EECS Seminar: Decentralized Control of Quadrotor Swarms with End-to-end Deep Reinforcement Learning
Fletcher Jones Foundation Endowed Chair
Computer Science (joint appointment in Electrical and Computer Engineering)
University of Southern California
Abstract: We have recently demonstrated the possibility of learning drone swarm controllers that are zero-shot transferable to real quadrotors via large-scale, multi-agent, end-to-end reinforcement learning. We train policies parameterized by neural networks that are capable of controlling individual drones in a swarm in a fully decentralized manner. Our policies, trained in simulated environments with realistic quadrotor physics, demonstrate advanced flocking behaviors, perform aggressive maneuvers in tight formations while avoiding collisions with each other, break and re-establish formations to avoid collisions with moving obstacles, and efficiently coordinate in pursuit-evasion tasks. The talk will describe these recent results and results of simulation analysis showing how different model architectures and parameters of the training regime influence the final performance of neural swarms. We will demonstrate the successful deployment of the model learned in simulation to highly resource-constrained physical quadrotors performing station-keeping and goal-swapping behaviors.
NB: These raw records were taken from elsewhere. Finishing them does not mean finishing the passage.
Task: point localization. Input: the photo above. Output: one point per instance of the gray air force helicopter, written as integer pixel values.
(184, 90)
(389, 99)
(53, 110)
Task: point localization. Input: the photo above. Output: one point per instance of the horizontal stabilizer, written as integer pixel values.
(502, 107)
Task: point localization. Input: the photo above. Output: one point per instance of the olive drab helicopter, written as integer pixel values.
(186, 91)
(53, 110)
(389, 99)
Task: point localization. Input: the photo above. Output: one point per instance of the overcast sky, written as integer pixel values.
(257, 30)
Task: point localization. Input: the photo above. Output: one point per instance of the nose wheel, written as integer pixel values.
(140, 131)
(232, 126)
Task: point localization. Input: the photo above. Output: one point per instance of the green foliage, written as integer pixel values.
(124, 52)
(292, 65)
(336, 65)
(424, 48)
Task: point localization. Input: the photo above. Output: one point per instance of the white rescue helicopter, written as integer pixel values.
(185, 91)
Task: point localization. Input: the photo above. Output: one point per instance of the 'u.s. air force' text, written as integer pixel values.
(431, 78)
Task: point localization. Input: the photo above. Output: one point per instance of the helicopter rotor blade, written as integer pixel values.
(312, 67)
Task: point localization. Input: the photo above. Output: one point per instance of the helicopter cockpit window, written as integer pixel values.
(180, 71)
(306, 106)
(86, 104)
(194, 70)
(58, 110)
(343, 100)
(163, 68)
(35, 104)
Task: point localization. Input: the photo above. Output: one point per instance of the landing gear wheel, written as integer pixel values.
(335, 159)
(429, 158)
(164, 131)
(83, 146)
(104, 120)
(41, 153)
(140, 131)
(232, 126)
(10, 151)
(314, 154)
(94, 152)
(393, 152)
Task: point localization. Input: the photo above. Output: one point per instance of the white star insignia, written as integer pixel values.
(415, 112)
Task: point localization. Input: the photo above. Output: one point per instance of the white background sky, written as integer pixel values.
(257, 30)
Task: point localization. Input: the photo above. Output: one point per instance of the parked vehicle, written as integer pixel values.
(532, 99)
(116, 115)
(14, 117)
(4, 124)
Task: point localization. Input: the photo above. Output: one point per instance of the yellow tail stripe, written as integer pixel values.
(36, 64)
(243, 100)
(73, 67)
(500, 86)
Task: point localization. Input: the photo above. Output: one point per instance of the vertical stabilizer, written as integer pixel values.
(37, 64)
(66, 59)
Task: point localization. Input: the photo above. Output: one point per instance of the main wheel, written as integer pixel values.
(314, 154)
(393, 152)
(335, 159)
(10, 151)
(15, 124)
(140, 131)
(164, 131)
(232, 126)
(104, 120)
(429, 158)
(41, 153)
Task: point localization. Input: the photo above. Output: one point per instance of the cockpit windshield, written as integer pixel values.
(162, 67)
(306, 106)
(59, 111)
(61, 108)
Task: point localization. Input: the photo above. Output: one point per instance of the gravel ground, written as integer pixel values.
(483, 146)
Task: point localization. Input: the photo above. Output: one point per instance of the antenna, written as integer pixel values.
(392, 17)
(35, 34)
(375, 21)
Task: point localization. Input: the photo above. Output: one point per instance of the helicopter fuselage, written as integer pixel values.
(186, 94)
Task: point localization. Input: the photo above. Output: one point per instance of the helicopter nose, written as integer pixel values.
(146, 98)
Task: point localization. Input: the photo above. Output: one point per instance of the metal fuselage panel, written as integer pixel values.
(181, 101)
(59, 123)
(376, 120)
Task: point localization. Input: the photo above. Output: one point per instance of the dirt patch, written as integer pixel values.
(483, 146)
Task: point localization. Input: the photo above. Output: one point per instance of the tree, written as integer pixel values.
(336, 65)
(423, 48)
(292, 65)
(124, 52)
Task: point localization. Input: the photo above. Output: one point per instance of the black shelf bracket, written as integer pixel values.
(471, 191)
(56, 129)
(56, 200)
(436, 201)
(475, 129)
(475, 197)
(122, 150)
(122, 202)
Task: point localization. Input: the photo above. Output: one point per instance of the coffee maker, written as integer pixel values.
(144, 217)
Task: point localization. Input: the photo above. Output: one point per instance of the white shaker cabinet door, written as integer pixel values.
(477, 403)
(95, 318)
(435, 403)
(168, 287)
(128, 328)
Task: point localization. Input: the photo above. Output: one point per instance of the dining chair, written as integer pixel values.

Bio: Gaurav S. Sukhatme is the Fletcher Jones Professor of Computer Science (joint appointment in Electrical Engineering) at the University of Southern California (USC). He served as the executive vice dean at the USC Viterbi School of Engineering from 2017-21 and the chair of the computer science department from 2012-2017. He is currently (2020-present) an Amazon Scholar. He received his undergraduate education at IIT Bombay in computer science and engineering, and M.S. and Ph.D. degrees in computer science from USC. He directs the USC Robotic Embedded Systems Laboratory, which he founded in 2000. His research interests are in multi-robot systems and robot networks. He has published extensively in these and related areas. Sukhatme has served as PI on numerous NSF, DARPA and NASA grants. He was a co-PI on the Center for Embedded Networked Sensing (CENS), an NSF Science and Technology Center. He is a fellow of the AAAI and IEEE, and a recipient of the NSF CAREER award and the Okawa Foundation research award. He is a founder of the Robotics Science and Systems conference. He was program chair of the 2008 ICRA and 2011 IROS. He is the editor-in-chief of Autonomous Robots and has served as associate editor of the IEEE TRO, the IEEE TMC, and on the editorial board of IEEE Pervasive Computing.